There are a few simple rules for matrix differentiation. These allow much econometrics to be done in matrix form, which can be simpler and far less cumbersome than using nested summation signs.

Differentiating an inner product with respect to a vector

Let a be a given column vector and let x be a column choice vector (a vector of values to be chosen). Their transposes can be denoted as a' and x' . Then the derivative of their inner product, which is a scalar, is a column vector:

∂a'x/∂x = ∂x'a/∂x = a.

Differentiating a quadratic form with respect to a vector

Let A be a matrix, either symmetric or non-symmetric, and consider the quadratic form x'Ax, which is itself a scalar. The derivative of this quadratic form with respect to the vector x is the column vector

∂x'Ax/∂x = (A+A')x.

But in econometrics, almost always the matrix in the quadratic form will be symmetric. If A is indeed symmetric, the formula can be simplified to

∂x'Ax/∂x = 2Ax.

Application to Ordinary Least Squares

Perhaps the most basic concept in econometrics is ordinary least squares, in which we choose the regression coefficients so as to minimize the sum of squared residuals (mispredictions) of the regression. Suppose the regression model is

y = Xβ + e,

where y is an n×1 vector of observed values of the dependent variable, X is an n×k matrix in which each column is an n×1 vector of observed values of one of the k independent variables (k<n), β is the k×1 vector of estimated response coefficients to be chosen, and e is the n×1 vector of residuals.
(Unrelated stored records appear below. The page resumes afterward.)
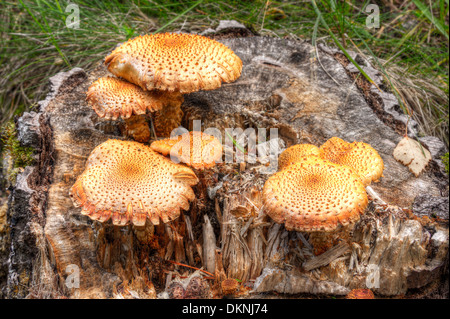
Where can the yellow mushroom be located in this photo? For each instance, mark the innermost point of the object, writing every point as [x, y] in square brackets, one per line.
[178, 63]
[128, 182]
[359, 156]
[295, 153]
[314, 195]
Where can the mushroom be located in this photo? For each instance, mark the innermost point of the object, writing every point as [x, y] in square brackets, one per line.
[315, 196]
[295, 153]
[176, 63]
[129, 182]
[359, 156]
[360, 294]
[195, 149]
[112, 98]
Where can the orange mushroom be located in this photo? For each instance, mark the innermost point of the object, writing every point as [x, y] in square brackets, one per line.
[174, 62]
[178, 63]
[295, 153]
[359, 156]
[315, 196]
[112, 98]
[129, 182]
[195, 149]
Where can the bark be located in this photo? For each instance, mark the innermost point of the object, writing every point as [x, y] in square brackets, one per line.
[49, 242]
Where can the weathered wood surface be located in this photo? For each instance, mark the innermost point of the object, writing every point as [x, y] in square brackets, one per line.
[280, 87]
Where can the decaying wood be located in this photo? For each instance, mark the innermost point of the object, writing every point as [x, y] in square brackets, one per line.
[390, 249]
[327, 257]
[209, 246]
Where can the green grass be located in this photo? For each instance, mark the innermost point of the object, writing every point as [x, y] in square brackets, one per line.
[410, 48]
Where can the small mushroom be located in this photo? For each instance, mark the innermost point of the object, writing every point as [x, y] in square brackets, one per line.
[112, 98]
[360, 294]
[195, 149]
[315, 196]
[171, 62]
[359, 156]
[129, 182]
[295, 153]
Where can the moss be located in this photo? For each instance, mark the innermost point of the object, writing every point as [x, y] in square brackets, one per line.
[445, 161]
[21, 156]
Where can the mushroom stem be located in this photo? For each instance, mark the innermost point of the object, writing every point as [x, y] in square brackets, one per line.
[136, 126]
[322, 241]
[170, 116]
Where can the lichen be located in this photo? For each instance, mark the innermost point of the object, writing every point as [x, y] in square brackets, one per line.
[9, 145]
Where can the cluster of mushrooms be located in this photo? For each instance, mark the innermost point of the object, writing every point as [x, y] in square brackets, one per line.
[315, 190]
[322, 190]
[128, 181]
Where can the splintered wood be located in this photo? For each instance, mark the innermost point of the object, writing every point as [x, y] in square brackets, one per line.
[243, 238]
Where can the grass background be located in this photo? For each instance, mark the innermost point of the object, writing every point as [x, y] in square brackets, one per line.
[410, 48]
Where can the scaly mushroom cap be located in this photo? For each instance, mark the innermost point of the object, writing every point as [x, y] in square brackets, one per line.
[195, 149]
[360, 294]
[314, 195]
[112, 98]
[174, 62]
[359, 156]
[295, 153]
[127, 181]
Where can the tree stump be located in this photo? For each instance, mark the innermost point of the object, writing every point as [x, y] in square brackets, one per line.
[54, 251]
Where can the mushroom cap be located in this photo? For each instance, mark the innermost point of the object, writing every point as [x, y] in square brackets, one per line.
[360, 294]
[295, 153]
[196, 149]
[314, 195]
[359, 156]
[175, 62]
[112, 98]
[127, 181]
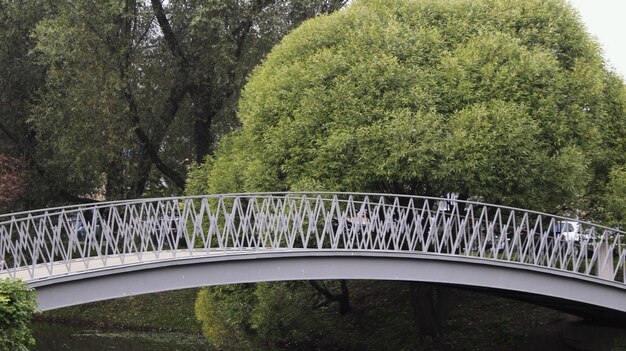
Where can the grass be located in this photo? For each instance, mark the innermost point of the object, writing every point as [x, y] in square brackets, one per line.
[166, 311]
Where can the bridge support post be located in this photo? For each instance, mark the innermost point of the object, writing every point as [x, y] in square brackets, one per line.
[605, 262]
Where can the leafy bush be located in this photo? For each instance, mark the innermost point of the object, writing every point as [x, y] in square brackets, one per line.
[17, 304]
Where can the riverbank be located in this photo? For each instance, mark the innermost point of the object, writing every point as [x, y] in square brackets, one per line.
[171, 311]
[477, 321]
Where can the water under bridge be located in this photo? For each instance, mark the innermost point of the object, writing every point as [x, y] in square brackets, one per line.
[78, 254]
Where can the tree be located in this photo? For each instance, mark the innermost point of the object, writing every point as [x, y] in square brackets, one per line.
[114, 98]
[17, 305]
[12, 181]
[477, 98]
[503, 101]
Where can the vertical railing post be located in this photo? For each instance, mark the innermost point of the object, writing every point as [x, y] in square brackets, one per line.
[605, 260]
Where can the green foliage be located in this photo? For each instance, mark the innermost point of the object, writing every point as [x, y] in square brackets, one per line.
[616, 196]
[165, 311]
[506, 101]
[17, 305]
[113, 99]
[225, 314]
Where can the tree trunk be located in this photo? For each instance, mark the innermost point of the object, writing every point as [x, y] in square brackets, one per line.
[431, 306]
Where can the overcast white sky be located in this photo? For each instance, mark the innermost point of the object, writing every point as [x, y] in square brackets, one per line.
[606, 20]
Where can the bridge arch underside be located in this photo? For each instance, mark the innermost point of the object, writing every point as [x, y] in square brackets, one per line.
[585, 296]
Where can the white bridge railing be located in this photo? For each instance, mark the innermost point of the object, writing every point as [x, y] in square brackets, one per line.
[67, 240]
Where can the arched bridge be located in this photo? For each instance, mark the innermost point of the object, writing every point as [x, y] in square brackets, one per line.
[77, 254]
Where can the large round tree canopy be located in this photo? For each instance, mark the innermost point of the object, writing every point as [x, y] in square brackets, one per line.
[508, 101]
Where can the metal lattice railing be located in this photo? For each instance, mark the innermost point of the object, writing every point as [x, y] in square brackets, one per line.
[67, 240]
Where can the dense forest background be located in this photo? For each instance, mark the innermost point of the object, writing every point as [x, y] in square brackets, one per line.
[503, 101]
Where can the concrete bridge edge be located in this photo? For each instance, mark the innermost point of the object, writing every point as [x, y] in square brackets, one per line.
[197, 271]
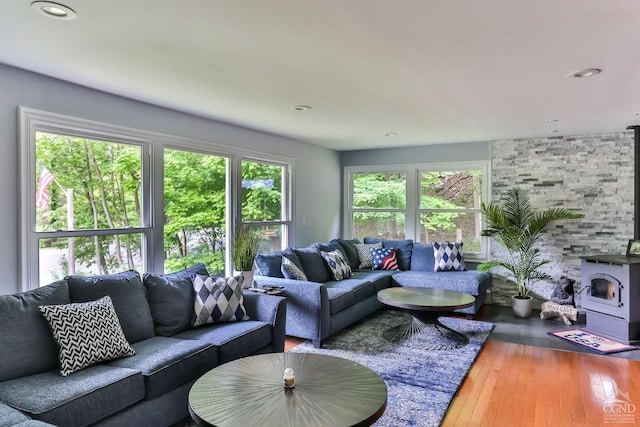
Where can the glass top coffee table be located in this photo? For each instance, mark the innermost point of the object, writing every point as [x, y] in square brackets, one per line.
[328, 391]
[425, 306]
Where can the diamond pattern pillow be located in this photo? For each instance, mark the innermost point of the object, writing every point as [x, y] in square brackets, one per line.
[218, 299]
[364, 253]
[448, 256]
[340, 268]
[87, 333]
[291, 271]
[384, 259]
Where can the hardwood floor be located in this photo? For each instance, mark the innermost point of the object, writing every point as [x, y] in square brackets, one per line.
[520, 385]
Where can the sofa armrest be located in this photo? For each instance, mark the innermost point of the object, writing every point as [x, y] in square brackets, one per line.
[272, 310]
[307, 306]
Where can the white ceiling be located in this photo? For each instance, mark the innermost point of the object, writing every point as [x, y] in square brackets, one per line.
[431, 71]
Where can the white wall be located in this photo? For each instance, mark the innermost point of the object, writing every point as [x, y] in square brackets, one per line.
[317, 178]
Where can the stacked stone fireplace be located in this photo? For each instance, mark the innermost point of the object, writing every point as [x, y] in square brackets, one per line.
[611, 283]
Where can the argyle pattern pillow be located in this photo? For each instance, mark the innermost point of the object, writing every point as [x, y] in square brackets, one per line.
[338, 265]
[364, 253]
[384, 259]
[218, 299]
[448, 256]
[87, 333]
[291, 271]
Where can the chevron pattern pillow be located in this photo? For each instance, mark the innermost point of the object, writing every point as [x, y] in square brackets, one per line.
[291, 271]
[364, 253]
[340, 268]
[448, 256]
[87, 333]
[384, 259]
[218, 299]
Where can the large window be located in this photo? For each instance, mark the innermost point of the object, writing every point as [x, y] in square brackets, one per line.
[426, 203]
[99, 199]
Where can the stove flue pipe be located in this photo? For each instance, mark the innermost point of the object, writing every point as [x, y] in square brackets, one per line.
[636, 182]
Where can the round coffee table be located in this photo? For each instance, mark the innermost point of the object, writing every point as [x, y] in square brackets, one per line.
[328, 391]
[425, 306]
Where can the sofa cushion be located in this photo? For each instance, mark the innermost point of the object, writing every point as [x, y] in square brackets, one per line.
[218, 299]
[384, 259]
[448, 256]
[87, 333]
[167, 362]
[127, 295]
[404, 247]
[291, 271]
[312, 263]
[351, 252]
[36, 351]
[364, 253]
[171, 299]
[337, 264]
[381, 279]
[422, 258]
[362, 289]
[233, 340]
[339, 299]
[84, 397]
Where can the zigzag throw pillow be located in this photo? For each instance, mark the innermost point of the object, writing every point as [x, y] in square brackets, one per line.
[87, 333]
[218, 299]
[338, 265]
[384, 259]
[448, 256]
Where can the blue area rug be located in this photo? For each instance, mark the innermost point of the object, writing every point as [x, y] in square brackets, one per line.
[420, 383]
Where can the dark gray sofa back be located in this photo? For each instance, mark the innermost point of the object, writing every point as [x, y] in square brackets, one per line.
[127, 294]
[27, 346]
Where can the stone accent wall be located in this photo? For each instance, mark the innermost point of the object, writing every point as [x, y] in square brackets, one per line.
[592, 174]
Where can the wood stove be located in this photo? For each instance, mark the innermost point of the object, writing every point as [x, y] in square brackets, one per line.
[611, 296]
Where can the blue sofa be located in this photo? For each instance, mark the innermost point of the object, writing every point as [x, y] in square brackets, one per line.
[320, 306]
[148, 388]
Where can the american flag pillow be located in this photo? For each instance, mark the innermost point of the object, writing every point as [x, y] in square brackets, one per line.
[384, 259]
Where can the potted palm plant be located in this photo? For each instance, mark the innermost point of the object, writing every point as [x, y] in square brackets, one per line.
[518, 228]
[246, 242]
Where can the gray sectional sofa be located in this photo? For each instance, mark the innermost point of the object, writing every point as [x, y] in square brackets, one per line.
[148, 388]
[320, 306]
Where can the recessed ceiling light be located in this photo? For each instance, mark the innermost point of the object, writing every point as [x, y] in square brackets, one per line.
[54, 10]
[587, 72]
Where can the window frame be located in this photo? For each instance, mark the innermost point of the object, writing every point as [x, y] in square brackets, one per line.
[152, 187]
[413, 210]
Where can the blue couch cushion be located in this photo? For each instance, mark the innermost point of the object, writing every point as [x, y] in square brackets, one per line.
[234, 339]
[313, 264]
[171, 299]
[10, 416]
[422, 258]
[381, 279]
[362, 289]
[26, 343]
[403, 253]
[85, 397]
[127, 294]
[351, 252]
[167, 362]
[339, 299]
[470, 281]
The reader may confirm that the sum of squared residuals—the sum of the squares of the elements of e—is given by

e'e = (y - Xβ)'(y - Xβ) = y'y - y'Xβ - β'X'y + β'X'Xβ = y'y - 2β'(X'y) + β'(X'X)β

where the last equality holds because y'Xβ is a scalar and thus is its own transpose. Note that (X'y) is a k×1 vector and (X'X) is a k×k matrix. Using the above rules for differentiation, we have

∂e'e/∂β = -2X'y + 2(X'X)β,

where we have used the fact that X'X is symmetric. When we express the first-order condition by equating this vector derivative to the zero vector, we obtain

(X'X)β = X'y,

which can be solved for the choice vector β as

β = (X'X)^-1X'y.

This is the ordinary least squares estimator. Note that so long as X has full column rank, the expression (X'X)^-1 exists and (X'X) is positive definite, ensuring that the second-order conditions are satisfied.